Reports that a 14-foot African Rock Python may be responsible for the deaths of two young boys in Campbellton, New Brunswick have left snake keepers like me horrified at what happened, astonished to the point of disbelief that it could have happened, and, to be honest, a bit worried about what might happen next.

I read news articles online and the knot in my stomach tightens. Then I make the mistake of reading the comments on those news articles. Comments that make me feel targeted, even though every snake I’ve ever kept has been safe, sane and relatively small. No one should have the right to keep these things, they say. Snake keepers are sick in the head. It makes for hard reading. The articles asking whether the laws regarding exotic animal ownership should be tightened up don’t help either.

When you do something on the edge of public acceptance, you tend to get a little defensive about it. But snake keepers have to be careful not to let our defensiveness and our urge to protect our interests overwhelm our response to this situation.

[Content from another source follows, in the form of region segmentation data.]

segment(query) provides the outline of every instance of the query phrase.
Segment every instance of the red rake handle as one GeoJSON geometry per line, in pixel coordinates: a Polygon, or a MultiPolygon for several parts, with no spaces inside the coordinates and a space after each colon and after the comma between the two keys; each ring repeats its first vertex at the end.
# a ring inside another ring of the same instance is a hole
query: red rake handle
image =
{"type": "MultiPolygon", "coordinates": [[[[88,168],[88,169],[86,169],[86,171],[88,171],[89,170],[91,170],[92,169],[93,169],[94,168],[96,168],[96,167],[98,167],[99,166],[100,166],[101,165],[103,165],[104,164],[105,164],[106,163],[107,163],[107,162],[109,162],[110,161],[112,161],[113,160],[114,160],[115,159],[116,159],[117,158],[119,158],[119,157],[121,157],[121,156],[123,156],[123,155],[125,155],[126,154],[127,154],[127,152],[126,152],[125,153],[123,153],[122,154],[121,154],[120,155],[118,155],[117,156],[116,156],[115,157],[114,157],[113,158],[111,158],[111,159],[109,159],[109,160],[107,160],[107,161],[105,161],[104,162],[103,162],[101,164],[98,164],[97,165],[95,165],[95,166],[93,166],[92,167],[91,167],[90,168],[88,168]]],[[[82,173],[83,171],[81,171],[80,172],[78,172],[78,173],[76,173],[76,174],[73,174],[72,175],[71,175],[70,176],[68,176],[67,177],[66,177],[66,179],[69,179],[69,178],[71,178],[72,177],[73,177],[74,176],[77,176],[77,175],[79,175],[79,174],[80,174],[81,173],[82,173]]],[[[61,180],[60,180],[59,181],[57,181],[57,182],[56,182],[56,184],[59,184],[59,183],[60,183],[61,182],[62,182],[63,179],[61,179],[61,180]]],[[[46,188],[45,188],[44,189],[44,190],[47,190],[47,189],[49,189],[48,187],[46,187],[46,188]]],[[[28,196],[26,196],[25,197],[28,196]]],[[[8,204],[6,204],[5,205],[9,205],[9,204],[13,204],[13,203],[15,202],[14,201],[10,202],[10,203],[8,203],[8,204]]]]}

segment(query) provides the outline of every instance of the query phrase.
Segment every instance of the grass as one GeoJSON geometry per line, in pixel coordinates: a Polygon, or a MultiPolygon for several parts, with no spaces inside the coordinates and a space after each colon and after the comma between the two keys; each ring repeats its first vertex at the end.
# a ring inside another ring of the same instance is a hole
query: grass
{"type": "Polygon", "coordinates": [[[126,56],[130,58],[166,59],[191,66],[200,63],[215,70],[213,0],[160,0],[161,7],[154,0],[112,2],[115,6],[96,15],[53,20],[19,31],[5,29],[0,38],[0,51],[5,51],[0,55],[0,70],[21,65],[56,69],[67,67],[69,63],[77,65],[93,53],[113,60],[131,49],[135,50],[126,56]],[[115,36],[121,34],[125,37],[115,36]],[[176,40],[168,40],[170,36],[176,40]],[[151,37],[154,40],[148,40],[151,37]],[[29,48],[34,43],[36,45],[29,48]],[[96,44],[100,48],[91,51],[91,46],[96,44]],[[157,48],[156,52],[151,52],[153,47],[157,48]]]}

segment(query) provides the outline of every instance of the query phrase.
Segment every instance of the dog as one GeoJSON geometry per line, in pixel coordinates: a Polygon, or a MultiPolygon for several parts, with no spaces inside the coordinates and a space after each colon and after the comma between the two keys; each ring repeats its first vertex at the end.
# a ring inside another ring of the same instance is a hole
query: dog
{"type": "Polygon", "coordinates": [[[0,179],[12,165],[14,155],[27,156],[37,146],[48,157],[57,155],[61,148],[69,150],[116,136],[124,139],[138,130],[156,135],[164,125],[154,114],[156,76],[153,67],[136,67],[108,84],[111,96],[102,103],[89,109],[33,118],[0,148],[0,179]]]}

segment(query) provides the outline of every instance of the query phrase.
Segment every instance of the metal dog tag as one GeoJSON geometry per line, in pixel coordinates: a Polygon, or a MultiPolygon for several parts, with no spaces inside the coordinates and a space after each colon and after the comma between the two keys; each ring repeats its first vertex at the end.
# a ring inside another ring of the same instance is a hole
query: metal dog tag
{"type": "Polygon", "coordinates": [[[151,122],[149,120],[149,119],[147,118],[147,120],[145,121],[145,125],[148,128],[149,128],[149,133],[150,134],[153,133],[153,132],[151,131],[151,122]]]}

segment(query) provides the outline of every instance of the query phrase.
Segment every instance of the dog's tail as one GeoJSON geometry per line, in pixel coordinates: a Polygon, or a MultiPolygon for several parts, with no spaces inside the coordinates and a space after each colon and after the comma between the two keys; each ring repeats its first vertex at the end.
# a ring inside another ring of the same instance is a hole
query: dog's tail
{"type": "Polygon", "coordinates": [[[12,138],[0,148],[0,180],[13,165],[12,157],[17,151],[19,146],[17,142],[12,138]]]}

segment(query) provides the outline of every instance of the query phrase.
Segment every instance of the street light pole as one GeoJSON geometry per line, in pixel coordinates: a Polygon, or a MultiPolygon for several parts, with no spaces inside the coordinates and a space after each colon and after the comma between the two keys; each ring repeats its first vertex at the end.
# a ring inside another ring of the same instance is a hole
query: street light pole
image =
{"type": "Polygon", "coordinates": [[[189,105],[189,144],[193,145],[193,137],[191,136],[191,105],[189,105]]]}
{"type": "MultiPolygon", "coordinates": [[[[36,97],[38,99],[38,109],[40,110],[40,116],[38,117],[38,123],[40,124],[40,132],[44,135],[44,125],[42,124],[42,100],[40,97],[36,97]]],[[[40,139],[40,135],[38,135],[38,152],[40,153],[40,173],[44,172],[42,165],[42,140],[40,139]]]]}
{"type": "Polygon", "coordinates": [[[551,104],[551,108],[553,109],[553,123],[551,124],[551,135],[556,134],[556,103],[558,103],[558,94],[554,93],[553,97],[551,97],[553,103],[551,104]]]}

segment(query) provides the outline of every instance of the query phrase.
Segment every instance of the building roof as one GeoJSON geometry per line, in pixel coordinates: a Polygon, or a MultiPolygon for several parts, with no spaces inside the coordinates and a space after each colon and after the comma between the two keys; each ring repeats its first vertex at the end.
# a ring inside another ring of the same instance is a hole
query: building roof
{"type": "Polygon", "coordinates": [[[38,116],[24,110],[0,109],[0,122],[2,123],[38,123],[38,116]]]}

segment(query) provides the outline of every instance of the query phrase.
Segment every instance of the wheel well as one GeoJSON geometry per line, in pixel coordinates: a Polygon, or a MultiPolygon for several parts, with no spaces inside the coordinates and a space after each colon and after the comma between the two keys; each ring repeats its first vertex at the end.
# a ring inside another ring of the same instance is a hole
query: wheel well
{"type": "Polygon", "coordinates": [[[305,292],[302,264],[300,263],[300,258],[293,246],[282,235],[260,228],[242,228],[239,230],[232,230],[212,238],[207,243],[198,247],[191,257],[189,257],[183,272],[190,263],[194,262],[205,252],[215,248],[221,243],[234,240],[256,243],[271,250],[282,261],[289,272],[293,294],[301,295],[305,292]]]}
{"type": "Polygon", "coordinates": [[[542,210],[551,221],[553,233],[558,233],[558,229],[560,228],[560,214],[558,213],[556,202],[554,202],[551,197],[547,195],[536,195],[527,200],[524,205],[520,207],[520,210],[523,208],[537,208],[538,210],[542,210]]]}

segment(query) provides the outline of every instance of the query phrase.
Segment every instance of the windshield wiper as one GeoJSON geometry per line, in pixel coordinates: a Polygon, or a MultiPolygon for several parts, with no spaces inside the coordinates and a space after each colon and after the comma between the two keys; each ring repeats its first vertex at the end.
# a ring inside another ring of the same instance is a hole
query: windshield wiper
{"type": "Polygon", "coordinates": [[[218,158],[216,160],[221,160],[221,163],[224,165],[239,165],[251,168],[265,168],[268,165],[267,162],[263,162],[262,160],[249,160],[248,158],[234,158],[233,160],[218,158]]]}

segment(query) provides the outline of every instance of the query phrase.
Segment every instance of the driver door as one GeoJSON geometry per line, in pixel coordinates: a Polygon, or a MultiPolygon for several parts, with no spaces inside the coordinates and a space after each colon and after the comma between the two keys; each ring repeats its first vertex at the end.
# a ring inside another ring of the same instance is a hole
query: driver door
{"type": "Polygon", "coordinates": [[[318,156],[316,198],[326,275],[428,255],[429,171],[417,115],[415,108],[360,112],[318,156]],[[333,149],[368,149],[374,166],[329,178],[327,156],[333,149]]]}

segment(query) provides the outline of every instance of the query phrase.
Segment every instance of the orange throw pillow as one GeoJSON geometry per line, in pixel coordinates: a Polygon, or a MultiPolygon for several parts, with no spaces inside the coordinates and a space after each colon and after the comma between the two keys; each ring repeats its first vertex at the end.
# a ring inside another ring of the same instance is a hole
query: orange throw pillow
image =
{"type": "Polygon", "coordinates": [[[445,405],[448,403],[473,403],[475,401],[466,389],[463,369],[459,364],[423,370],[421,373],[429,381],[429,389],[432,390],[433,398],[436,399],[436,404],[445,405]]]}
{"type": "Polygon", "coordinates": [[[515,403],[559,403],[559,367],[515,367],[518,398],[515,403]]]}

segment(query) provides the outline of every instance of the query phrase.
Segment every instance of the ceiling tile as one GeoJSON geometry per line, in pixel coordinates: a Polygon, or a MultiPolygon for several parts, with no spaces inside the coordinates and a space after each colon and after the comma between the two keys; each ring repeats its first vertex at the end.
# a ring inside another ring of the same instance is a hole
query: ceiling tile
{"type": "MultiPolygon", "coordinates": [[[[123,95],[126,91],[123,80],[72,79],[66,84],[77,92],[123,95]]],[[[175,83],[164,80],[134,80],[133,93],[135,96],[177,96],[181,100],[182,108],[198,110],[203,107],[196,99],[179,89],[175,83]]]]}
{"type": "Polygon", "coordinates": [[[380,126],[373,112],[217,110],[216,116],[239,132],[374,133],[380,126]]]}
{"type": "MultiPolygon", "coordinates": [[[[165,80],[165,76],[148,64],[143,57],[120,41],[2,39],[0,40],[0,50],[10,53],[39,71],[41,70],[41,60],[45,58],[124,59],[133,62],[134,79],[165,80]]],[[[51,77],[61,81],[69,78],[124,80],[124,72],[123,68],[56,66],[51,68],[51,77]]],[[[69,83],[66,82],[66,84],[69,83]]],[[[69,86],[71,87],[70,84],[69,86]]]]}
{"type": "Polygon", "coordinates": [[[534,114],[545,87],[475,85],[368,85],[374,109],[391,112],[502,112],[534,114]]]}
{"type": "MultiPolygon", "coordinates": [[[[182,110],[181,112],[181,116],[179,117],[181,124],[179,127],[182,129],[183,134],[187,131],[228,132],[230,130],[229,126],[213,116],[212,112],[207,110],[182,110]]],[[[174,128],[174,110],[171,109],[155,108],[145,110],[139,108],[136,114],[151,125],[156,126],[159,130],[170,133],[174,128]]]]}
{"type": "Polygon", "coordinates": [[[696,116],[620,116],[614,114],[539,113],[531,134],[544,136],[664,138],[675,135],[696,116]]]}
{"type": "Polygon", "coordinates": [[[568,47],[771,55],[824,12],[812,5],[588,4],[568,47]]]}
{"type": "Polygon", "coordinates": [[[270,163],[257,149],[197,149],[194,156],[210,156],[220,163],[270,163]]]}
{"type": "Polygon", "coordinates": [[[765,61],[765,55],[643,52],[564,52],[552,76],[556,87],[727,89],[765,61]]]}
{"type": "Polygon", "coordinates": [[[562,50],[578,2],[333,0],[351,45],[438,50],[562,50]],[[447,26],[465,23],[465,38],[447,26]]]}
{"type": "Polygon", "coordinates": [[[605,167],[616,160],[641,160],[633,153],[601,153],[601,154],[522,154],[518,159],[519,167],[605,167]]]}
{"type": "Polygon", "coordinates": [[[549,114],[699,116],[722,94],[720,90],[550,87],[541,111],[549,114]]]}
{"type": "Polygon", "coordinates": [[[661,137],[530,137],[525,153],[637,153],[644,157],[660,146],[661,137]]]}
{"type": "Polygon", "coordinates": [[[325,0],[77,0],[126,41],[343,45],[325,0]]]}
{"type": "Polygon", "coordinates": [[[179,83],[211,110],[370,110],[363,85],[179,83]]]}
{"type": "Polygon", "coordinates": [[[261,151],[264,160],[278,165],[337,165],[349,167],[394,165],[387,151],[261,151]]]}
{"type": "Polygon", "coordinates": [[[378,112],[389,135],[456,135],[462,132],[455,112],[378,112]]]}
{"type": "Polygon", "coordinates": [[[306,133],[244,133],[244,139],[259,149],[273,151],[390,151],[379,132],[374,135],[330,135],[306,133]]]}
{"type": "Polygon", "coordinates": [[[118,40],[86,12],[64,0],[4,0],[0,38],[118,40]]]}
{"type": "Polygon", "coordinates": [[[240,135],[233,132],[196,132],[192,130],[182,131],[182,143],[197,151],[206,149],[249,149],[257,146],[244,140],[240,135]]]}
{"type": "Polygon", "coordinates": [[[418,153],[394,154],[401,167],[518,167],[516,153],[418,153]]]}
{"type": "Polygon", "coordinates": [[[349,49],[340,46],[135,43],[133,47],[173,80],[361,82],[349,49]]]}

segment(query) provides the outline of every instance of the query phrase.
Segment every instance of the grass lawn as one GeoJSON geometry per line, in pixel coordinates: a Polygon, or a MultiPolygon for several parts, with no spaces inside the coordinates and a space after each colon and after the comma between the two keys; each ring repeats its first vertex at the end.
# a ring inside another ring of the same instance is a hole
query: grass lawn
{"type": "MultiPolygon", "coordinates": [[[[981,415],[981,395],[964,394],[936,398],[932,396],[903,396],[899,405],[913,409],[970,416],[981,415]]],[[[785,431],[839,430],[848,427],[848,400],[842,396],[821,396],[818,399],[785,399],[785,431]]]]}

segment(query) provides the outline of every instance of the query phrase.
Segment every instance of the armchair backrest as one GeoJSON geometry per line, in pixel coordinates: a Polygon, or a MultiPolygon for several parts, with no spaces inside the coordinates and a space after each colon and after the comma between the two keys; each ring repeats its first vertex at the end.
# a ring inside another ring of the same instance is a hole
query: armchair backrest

For one thing, we should be careful that we don’t imitate gun rights activists.

More than a decade ago, I saw people on reptile discussion websites compare exotic pet bylaws, which they found overly restrictive, to gun control legislation, which they also opposed. And I thought to myself: no, don’t make that argument. You won’t win that argument. Comparing snakes to guns will get reptiles banned in every large city in Canada.

I imagine gun owners might feel the same after a mass shooting as reptile keepers after an incident like Campbellton: awkward and defensive. Gun rights activists can be aggressively defensive: they were pushing back against possible new gun control legislation before the victims of Sandy Hook were in the ground. That upset a lot of people, but the National Rifle Association could get away with being tone deaf and insensitive because, well, they’re the NRA. Reptile keepers, on the other hand, can’t make or break a politician’s career.

In responding to Campbellton, reptile keepers need to help the public, not fight it.

According to news reports, the python was kept without a proper permit; the species was already banned in New Brunswick. So you could argue that more laws aren’t the answer. Giant snakes are already prohibited in many jurisdictions. But in most of Canada, exotic pet ownership is governed by a patchwork of bylaws: some municipalities have no restrictions, some ban giant and venomous snakes, some ban boas and pythons regardless of size, and some ban snakes altogether.

I suspect that every municipality in Canada is now checking their animal control bylaws and asking themselves whether they need to update them to include bans on dangerous exotic animals.

This is not necessarily a bad thing.

Because, to be perfectly frank, I have no interest in defending the right to keep dangerous snakes. This is not a hill I want to die on. I don’t accept that in order to maintain my ability to keep corn snakes and garter snakes, I must defend the right to keep anacondas and giant pythons. If I equate corn snakes with rock pythons, I don’t get to keep rock pythons—I lose the right to keep corn snakes.

When municipalities update their animal control bylaws, reptile keepers are frequently there to defend their interests, correctly pointing out the minimal risks of what we do. But calling for education and responsibility, as we’re wont to do, can only go so far. Reptile keepers need to go beyond defending our interests. We need to engage with wildlife officials and bylaw officers, as proactively as possible, presenting ourselves as part of the solution, not part of the problem. You want to make sure your city or town doesn’t ban harmless animals? Then you need to go to them and say: these are the animals you need to worry about; these are the ones that need to be controlled.

We need, in other words, to focus public concern where it belongs: on the animals that can pose a risk to human safety, not exotic pets in general.